Teenagers need to know they can talk to someone who cares, especially as they cope with tragedy.
| 3:46 p.m. January 26, 2016
Palm Coast Observer
By Jaci Centofanti
There are so many things that I feel like I need to say to the teenage girls in this town who are just wrecked over losing two of their peers to the recent back-to-back suicides.
I’ll start with this:
Life gets better. I know that sounds like something that your mom would say, but we both know you won’t listen to her because she’s too old and she doesn’t know anything. Well, I’m only 29, so you can trust me. My nanny swears I’m not old, and she’s one of you girls. But really, life goes on and it gets better, if you’ll let it. I promise. Life changes so much over the course of five years, 10 years. It changes in a moment.
Life also hurts. I’m not trying to sugarcoat it. Life hurts. Fighting with your parents. Friends talking behind your back. Quitting the team. Breaking up with the love of your life. All of it hurts. But it doesn’t hurt for long. You are strong enough to get past it. And if you allow yourself to be even stronger, you can grow from it.
Stop trusting everything you see on social media. The pictures are fake. There’s an app that made her make-up that perfect at 11 p.m. No one’s stomach gets that flat after a 10-day cleanse. Your ex isn’t as happy as he says on his Instagram photo with his new girlfriend.
Put your phone down, shake your head, and walk away. Say “No way, Jose,” out loud. There are better things to see in real life.
You matter. OMG. You matter. You matter to so many people that you aren’t even thinking of when you’re making your list of people who might show up at your funeral. You have friends. You have a family. You have teachers and administrators. You have classmates. You have teammates. You have bandmates. Regardless of what you’re going through, think of all the people who would be devastated if you walked away from this world.
You matter. Your mom wants to see you graduate college. Your dad wants to give you away at your wedding. Your younger sister is watching your every move, day after day. Your friends can’t wait to come over this weekend. Your classmate hopes you’ll sit next to her at lunch. Your teammates know they can count on you for the assist. Your bandmate wants to tell you about his new crush. We’re all being selfish, but who cares? We don’t want you to leave. We can’t imagine life without you.
And most importantly: talk to someone. Please consider this. Find ANYONE. If you hate your mom today (you won’t in five years), go to your friend’s mom.
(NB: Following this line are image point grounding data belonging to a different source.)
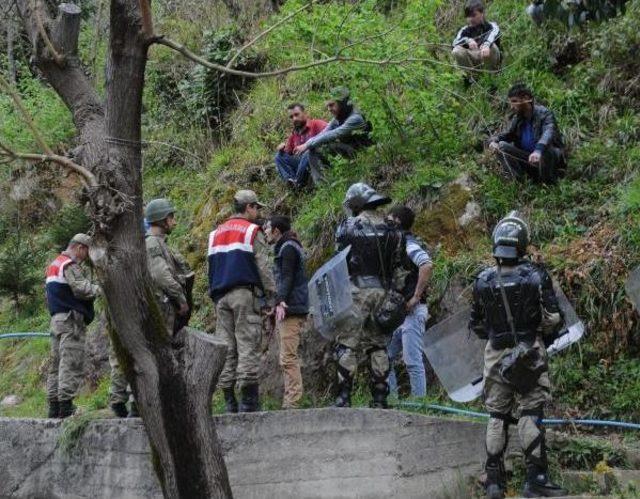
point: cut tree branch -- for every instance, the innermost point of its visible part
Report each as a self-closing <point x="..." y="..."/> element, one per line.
<point x="267" y="31"/>
<point x="10" y="154"/>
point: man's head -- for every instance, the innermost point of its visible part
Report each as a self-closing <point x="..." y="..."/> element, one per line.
<point x="361" y="196"/>
<point x="520" y="99"/>
<point x="276" y="227"/>
<point x="339" y="99"/>
<point x="403" y="216"/>
<point x="79" y="247"/>
<point x="474" y="12"/>
<point x="297" y="115"/>
<point x="245" y="203"/>
<point x="160" y="214"/>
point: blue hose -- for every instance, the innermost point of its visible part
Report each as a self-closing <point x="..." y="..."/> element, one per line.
<point x="464" y="412"/>
<point x="24" y="335"/>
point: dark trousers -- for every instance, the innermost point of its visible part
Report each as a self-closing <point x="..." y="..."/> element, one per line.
<point x="515" y="163"/>
<point x="319" y="158"/>
<point x="292" y="167"/>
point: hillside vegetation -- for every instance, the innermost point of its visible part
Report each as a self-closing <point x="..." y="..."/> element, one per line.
<point x="208" y="135"/>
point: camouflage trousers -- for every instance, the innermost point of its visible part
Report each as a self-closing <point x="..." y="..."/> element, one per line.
<point x="66" y="359"/>
<point x="360" y="333"/>
<point x="502" y="401"/>
<point x="239" y="323"/>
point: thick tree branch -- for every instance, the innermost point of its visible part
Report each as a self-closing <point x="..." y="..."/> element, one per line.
<point x="267" y="31"/>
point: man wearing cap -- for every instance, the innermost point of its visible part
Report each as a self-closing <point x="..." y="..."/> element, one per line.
<point x="169" y="272"/>
<point x="242" y="285"/>
<point x="376" y="252"/>
<point x="347" y="132"/>
<point x="70" y="295"/>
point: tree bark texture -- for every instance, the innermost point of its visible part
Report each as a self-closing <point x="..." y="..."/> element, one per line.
<point x="173" y="378"/>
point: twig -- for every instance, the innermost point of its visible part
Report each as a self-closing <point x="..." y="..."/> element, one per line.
<point x="57" y="57"/>
<point x="25" y="115"/>
<point x="267" y="31"/>
<point x="8" y="153"/>
<point x="162" y="40"/>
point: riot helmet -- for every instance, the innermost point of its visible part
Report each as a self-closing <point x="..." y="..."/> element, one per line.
<point x="361" y="196"/>
<point x="510" y="237"/>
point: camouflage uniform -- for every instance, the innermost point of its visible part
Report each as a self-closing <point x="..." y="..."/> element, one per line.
<point x="68" y="339"/>
<point x="239" y="322"/>
<point x="169" y="272"/>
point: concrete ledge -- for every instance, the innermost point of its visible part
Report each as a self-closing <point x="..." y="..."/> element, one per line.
<point x="317" y="453"/>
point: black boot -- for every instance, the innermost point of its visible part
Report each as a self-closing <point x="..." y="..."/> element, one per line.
<point x="250" y="398"/>
<point x="539" y="485"/>
<point x="496" y="479"/>
<point x="66" y="408"/>
<point x="54" y="409"/>
<point x="119" y="409"/>
<point x="231" y="404"/>
<point x="379" y="392"/>
<point x="133" y="410"/>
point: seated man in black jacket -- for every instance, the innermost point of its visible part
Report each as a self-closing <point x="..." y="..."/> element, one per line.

Talk to an older sibling, a cousin. The counselors at your school are there for no other purpose than to listen to you talk, and most of them are very nice. They went to school and studied how to deal with grief and pain and emotions. If that seems intimidating, ask them to hook you up with a mentor.
Or call me. No, seriously. Call me. My cell phone is 386-503-8533 and my email is listed on page 6 of the Observer every week. I’ve got girlfriends who, like me, were recently 19. We’ll be real with you, I swear it.
Oh, and you’re beautiful. You are really, truly, so beautiful. One day you will realize that, and that’s the day that your life will change.
Jaci Centofanti, an alumna of Flagler Palm Coast High School, is an experienced mentor of young people with Girl Scouts of America and Dove’s Real Beauty campaign. She is currently the advertising manager at the Observer.